Yep, a Jeep. Rides & handles a lot better than the WW2 version. Looks a lot better too. My daughter & fiance' have a Black ( for stone ) Statesman, for others, a smaller version of a caddie', with a worked V8. The locals say it looks like the Presidential motorcade or a " Family Head " on the move. Make of that what you will.....


----------



## NYEric (Apr 2, 2012)

I didnt know the Cosa Nostra had an Aussie branch! :ninja:


----------



## Roy (Apr 3, 2012)

They made us an offer we couldn't refuse !!!!!


----------



## NYEric (Apr 3, 2012)

Fuggedaboudit! Yous shouldda got de manual tranny but sinz yous went auto you should put it on dubz and heavy tint da glass! Yo!


----------



## Roy (Apr 4, 2012)

Was guuna do dat but opted for da .5 Browning M60 F & R. Auto tranny keeps left foot free to push da grenade thrower.


----------



## NYEric (Apr 4, 2012)

Waydoogo! Be seein yous on Shell Road by Vito's! Aaight!


----------



## Roy (Apr 5, 2012)

NYEric said:


> Waydoogo! Be seein yous on Shell Road by Vito's! Aaight!



:evil::evil::evil:


----------



## NYEric (Apr 5, 2012)




----------



## cnycharles (Apr 8, 2012)

thank god upstaters don't talk like downstaters...


----------



## NYEric (Apr 8, 2012)

Oriskany is just a suburb of NYC! oke:


----------



## Roy (Apr 9, 2012)

I thought New Joy zee was the problem.


----------



## cnycharles (Apr 9, 2012)

well, all the 'burrows' and 'lawn giland' also have interesting speech patterns


----------



## NYEric (Apr 10, 2012)

I used to go out with a woman from Nebraska and for a while when she said "dogs" I didn't know what she was talking about. (evidently rhymes with cogs, who knew!?)


----------



## Hien (Apr 10, 2012)

Roy said:


> Well, 9 weeks since my car & I lost the arguement with a large tree, I've just taken delivery of a new car. The Dr' still won't let me drive & being in a lot of discomfort most of the time I can't wait till I get the all clear to drive again. In stead of going Japanese wheels again ( even though its strength probably saved my life ) I decided to go USA. Bought a JEEP Compass. 4 x 4 auto.
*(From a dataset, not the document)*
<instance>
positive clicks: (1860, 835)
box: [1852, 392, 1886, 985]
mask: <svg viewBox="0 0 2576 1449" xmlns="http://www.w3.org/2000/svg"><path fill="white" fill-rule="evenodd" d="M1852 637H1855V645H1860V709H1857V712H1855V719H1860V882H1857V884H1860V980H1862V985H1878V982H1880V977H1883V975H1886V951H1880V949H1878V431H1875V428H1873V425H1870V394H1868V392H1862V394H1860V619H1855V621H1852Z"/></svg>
So, how did this argument with the tree start? the scenery seems to declare that there are not too many trees around in the country side...


----------



## Roy (Apr 11, 2012)

Your looking at my front yard ( 3 acres ) when the grass needed cutting. The arguement was down the road a bit with a "s.. load" of trees.


----------



## NYEric (Apr 11, 2012)

front yard... 3 acres... It's so amusing, and here I live in a metropolitan area with a population larger than Los Angeles and Chicago combined and in a smaller space! :crazy:


----------



## Roy (Apr 12, 2012)

I got 7 more acres out the back, just gave another 10 acres to daughter & son in law to build their new home. Too much land for me to look after now.


----------